An Internal Revenue Service supervisor at the center of the tax-exempt applications process that erupted in political scandal in May has contradicted agency assertions that the mishandling was confined to an office in Cincinnati, but she offered no evidence that top IRS or Obama administration officials directed the added scrutiny.
As reported by the Associated Press on Monday, Holly Paz, who recently left her Washington post as a top deputy in the exempt organizations division, told congressional interviewers she reviewed some 20-to-30 of the applications from tea party and other conservative groups whose applications were delayed.
According to AP’s review, transcripts from the joint investigation by the House Oversight and Government Reform Committee and the Ways and Means Committee show that “Paz described an agency in which IRS supervisors in Washington worked closely with agents in the field but didn’t fully understand what those agents were doing. Paz said agents in Cincinnati openly talked about handling `tea party’ cases, but she thought the term was merely shorthand for all applications from groups that were politically active -- conservative and liberal,” wrote reporter Stephen Ohlemacher.
Six IRS staff have been interviewed so far by the committee. AP examined the transcripts of three of them, namely Paz, and the Cincinnati office's Gary Muthert and Elizabeth Hofacre.
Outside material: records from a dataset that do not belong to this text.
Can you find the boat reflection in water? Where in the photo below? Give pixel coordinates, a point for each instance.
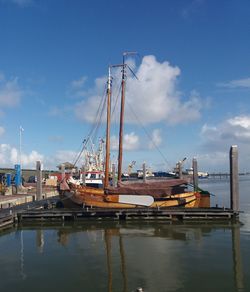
(168, 257)
(122, 256)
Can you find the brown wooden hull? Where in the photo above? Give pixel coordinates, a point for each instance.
(99, 200)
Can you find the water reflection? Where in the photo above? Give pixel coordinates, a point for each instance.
(121, 257)
(175, 233)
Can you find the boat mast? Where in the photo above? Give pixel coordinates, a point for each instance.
(106, 178)
(121, 119)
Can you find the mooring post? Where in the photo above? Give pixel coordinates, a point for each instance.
(62, 171)
(180, 170)
(113, 175)
(234, 178)
(83, 176)
(144, 171)
(195, 174)
(39, 180)
(237, 261)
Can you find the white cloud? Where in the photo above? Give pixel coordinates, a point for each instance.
(130, 142)
(238, 83)
(156, 139)
(10, 92)
(20, 3)
(9, 156)
(65, 156)
(234, 130)
(218, 139)
(2, 130)
(154, 98)
(79, 83)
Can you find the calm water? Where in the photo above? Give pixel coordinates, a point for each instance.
(116, 256)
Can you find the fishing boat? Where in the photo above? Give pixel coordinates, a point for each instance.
(151, 194)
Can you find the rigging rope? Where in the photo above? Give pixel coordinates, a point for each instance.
(94, 129)
(149, 136)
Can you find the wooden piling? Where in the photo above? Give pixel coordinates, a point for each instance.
(63, 171)
(180, 170)
(195, 174)
(113, 175)
(83, 176)
(144, 171)
(234, 178)
(39, 180)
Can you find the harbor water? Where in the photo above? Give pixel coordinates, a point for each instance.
(127, 255)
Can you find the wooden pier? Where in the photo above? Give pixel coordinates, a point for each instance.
(173, 214)
(6, 220)
(45, 210)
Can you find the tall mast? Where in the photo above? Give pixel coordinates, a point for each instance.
(121, 120)
(106, 179)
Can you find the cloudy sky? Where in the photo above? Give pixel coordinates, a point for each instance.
(190, 98)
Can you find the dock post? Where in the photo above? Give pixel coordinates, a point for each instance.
(113, 175)
(144, 171)
(237, 262)
(83, 176)
(180, 170)
(62, 171)
(195, 174)
(39, 180)
(234, 179)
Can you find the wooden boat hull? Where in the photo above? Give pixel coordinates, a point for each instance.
(97, 199)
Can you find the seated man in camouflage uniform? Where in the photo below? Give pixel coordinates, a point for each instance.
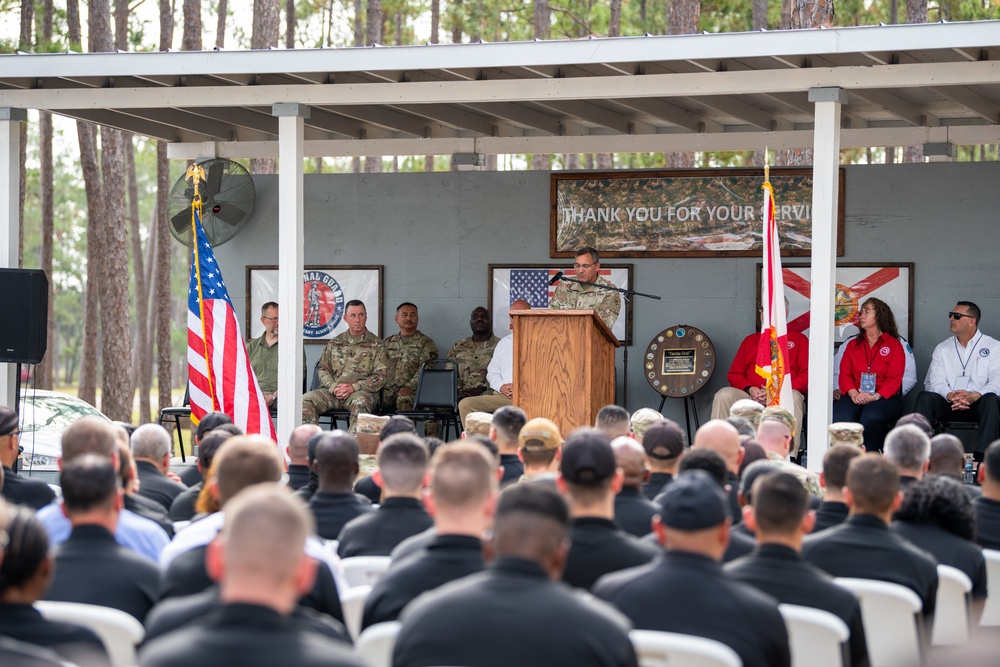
(574, 296)
(351, 370)
(404, 353)
(775, 432)
(473, 355)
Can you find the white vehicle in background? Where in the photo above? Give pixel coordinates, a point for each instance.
(44, 415)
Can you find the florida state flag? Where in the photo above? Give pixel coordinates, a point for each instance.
(772, 350)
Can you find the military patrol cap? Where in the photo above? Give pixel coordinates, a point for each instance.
(693, 501)
(846, 433)
(539, 435)
(664, 440)
(587, 458)
(642, 419)
(778, 413)
(748, 409)
(478, 423)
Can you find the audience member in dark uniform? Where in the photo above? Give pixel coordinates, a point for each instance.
(263, 570)
(589, 479)
(132, 501)
(863, 547)
(948, 458)
(504, 431)
(634, 512)
(908, 448)
(192, 475)
(402, 461)
(516, 612)
(336, 464)
(32, 493)
(663, 442)
(151, 451)
(298, 455)
(184, 506)
(937, 516)
(90, 566)
(779, 515)
(462, 498)
(988, 506)
(687, 591)
(25, 574)
(833, 510)
(709, 461)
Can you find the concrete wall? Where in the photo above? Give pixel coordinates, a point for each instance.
(436, 233)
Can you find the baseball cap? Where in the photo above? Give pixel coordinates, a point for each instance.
(664, 440)
(693, 501)
(539, 434)
(587, 457)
“It’s very fact-and-circumstance intensive. So it’s a difficult issue,” said Paz, who said the scrutiny began in February 2010. “Oftentimes what we will do, and what we did here, is we’ll transfer it to (the technical unit), get someone who’s well-versed on that area of the law working the case so they can see what the issues are,” the transcript said. “The goal with that is ultimately to develop some guidance or a tool that can be given to folks in (the Cincinnati office) to help them in working the cases themselves.”
Paz added that her IRS colleagues are not political and were sorting the applications using the shorthand rhetoric of the groups under the assumption that it was for internal purposes only. “Because they are so apolitical, they are not as sensitive as we would like them to be as to how things might appear,” Paz said, according to the AP.
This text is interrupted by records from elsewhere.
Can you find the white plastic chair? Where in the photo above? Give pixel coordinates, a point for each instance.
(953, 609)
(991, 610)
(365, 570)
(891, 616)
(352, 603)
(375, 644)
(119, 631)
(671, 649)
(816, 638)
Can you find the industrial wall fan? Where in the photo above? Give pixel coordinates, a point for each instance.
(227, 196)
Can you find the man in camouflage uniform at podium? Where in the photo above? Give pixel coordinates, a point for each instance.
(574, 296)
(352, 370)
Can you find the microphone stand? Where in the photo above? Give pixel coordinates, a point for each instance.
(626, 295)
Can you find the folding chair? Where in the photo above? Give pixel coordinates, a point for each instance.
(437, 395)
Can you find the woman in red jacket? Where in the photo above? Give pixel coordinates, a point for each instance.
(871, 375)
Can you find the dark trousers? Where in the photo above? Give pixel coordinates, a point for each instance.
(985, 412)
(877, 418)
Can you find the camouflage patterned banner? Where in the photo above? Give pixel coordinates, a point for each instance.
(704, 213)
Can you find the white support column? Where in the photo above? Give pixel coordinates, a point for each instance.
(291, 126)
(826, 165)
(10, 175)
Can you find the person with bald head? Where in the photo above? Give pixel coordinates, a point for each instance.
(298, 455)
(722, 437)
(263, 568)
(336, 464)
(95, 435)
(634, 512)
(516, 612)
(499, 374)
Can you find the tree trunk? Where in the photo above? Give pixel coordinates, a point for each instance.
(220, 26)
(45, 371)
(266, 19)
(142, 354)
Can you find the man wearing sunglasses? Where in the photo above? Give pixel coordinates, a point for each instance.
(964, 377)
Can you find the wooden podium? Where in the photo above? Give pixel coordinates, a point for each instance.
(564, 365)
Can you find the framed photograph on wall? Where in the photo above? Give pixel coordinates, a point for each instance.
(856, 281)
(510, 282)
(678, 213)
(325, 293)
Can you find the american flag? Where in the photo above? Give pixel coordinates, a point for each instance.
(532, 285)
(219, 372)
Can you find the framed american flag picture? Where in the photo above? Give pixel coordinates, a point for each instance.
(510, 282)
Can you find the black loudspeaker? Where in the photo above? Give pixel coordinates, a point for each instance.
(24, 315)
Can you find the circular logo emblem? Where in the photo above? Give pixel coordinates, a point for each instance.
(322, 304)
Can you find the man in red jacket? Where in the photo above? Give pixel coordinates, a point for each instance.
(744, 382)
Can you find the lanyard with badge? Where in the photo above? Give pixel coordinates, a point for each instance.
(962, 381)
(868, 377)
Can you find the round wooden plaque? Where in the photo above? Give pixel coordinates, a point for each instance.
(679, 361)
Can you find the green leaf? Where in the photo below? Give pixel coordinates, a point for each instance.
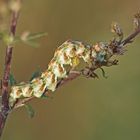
(30, 110)
(12, 80)
(32, 44)
(29, 38)
(35, 74)
(44, 96)
(103, 73)
(34, 36)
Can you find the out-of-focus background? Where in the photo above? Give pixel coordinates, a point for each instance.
(84, 109)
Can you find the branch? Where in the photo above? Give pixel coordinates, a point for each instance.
(74, 74)
(8, 58)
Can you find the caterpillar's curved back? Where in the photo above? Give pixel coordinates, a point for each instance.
(69, 53)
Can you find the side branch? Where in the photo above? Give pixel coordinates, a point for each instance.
(8, 58)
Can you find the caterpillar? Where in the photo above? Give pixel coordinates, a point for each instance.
(68, 54)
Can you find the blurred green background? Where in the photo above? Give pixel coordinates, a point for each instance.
(85, 109)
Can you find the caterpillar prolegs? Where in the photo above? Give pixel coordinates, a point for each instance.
(69, 53)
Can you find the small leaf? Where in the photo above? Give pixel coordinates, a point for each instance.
(30, 110)
(35, 75)
(34, 36)
(44, 96)
(29, 38)
(103, 73)
(12, 80)
(32, 44)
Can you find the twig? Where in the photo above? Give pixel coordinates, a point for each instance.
(74, 74)
(8, 58)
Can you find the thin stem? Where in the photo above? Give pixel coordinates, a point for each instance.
(130, 37)
(74, 74)
(8, 58)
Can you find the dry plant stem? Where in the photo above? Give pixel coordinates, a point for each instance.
(74, 74)
(8, 58)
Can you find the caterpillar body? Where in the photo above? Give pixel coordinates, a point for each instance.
(69, 53)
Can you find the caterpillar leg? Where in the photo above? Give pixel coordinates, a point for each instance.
(89, 73)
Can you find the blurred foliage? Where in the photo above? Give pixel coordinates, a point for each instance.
(104, 109)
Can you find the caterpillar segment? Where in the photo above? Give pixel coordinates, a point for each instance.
(69, 53)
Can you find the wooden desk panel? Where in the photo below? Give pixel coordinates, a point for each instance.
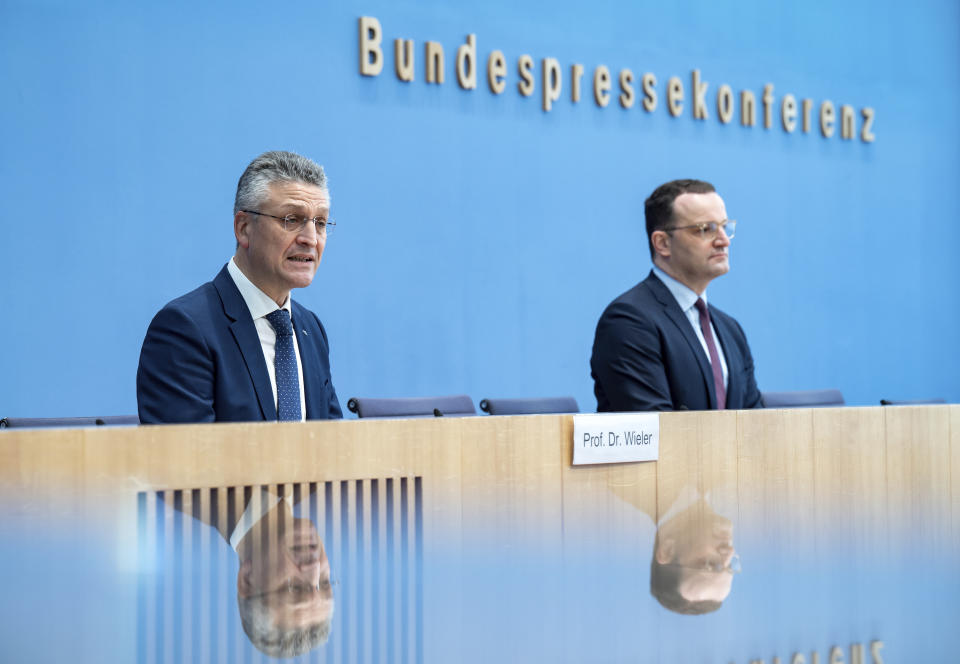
(829, 509)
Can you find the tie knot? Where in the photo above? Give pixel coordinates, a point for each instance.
(280, 320)
(702, 308)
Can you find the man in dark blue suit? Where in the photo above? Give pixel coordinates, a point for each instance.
(660, 345)
(238, 348)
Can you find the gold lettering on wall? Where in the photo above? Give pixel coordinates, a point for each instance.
(371, 55)
(767, 106)
(866, 135)
(748, 108)
(856, 653)
(649, 92)
(847, 129)
(434, 62)
(466, 64)
(807, 108)
(552, 82)
(525, 71)
(725, 103)
(699, 96)
(788, 113)
(497, 72)
(626, 87)
(601, 85)
(827, 116)
(403, 56)
(675, 96)
(576, 75)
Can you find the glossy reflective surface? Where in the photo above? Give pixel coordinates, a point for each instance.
(756, 535)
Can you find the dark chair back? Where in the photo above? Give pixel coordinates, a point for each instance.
(458, 404)
(534, 406)
(48, 422)
(802, 399)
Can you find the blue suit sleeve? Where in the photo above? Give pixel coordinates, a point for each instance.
(175, 379)
(627, 361)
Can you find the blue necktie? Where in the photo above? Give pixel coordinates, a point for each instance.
(285, 364)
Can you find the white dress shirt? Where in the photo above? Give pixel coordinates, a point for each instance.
(258, 507)
(687, 299)
(260, 304)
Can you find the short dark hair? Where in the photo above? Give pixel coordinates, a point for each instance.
(658, 208)
(276, 166)
(665, 582)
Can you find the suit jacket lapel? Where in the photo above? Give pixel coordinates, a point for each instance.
(675, 314)
(313, 377)
(245, 334)
(734, 362)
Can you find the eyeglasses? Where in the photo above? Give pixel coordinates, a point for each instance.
(294, 223)
(298, 590)
(716, 567)
(709, 229)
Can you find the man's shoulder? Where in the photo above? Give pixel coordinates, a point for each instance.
(641, 296)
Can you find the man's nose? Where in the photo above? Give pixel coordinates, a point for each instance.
(308, 235)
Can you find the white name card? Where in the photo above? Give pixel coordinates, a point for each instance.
(616, 438)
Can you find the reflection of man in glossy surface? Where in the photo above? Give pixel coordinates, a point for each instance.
(284, 594)
(238, 348)
(662, 345)
(283, 585)
(693, 560)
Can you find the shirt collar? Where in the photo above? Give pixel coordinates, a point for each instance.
(259, 303)
(684, 296)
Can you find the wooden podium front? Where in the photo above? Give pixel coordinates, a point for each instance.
(828, 535)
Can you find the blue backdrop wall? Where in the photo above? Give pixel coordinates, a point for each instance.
(479, 237)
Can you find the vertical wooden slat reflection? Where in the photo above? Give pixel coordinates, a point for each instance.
(392, 569)
(404, 571)
(955, 474)
(162, 557)
(363, 562)
(218, 580)
(351, 526)
(179, 609)
(335, 552)
(200, 573)
(235, 501)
Meanwhile, the interviewing continues to prompt partisan friction between House Oversight Chairman Darrell Issa, R-Calif., and Ranking Minority Member Rep. Elijah Cummings, D-Md., over whether to release the transcripts in excerpts or in their entirety.
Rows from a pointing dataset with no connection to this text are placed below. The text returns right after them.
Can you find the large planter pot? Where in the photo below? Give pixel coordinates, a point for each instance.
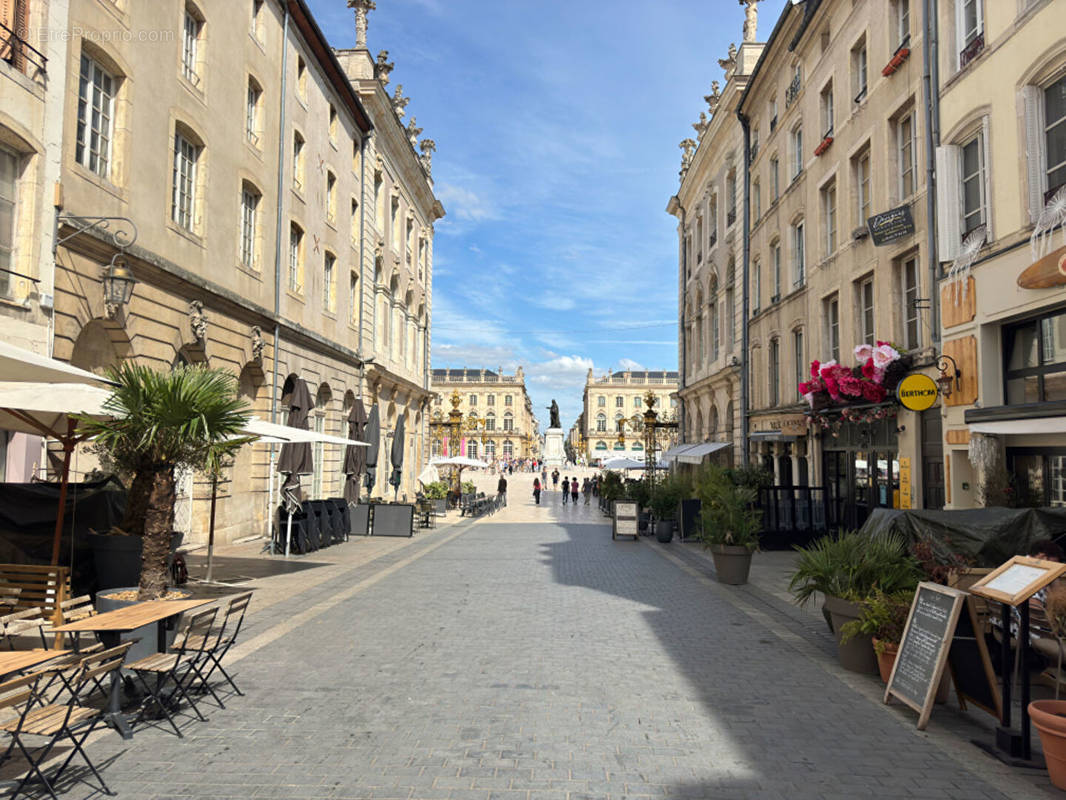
(731, 563)
(145, 638)
(886, 658)
(856, 654)
(1049, 717)
(664, 530)
(117, 559)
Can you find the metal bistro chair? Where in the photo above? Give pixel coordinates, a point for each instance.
(219, 642)
(179, 665)
(70, 720)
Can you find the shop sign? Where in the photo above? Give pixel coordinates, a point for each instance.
(893, 224)
(917, 392)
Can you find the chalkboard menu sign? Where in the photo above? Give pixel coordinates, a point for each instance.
(625, 520)
(923, 651)
(890, 225)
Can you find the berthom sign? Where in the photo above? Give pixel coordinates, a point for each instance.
(917, 392)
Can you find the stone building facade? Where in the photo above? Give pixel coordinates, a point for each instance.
(617, 398)
(291, 240)
(32, 92)
(499, 422)
(1001, 192)
(710, 209)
Over the weekend, Issa said that as the interviews continue, "We're learning about…officials who had reason to believe something was very wrong but tried keep that under wraps for as long as possible.” Cummings, who has threatened to release the full transcripts if Issa does not do so by Monday, said Issa was leaking"cherry-picked excerpts that show no White House involvement whatsoever in the identification and screening of these cases."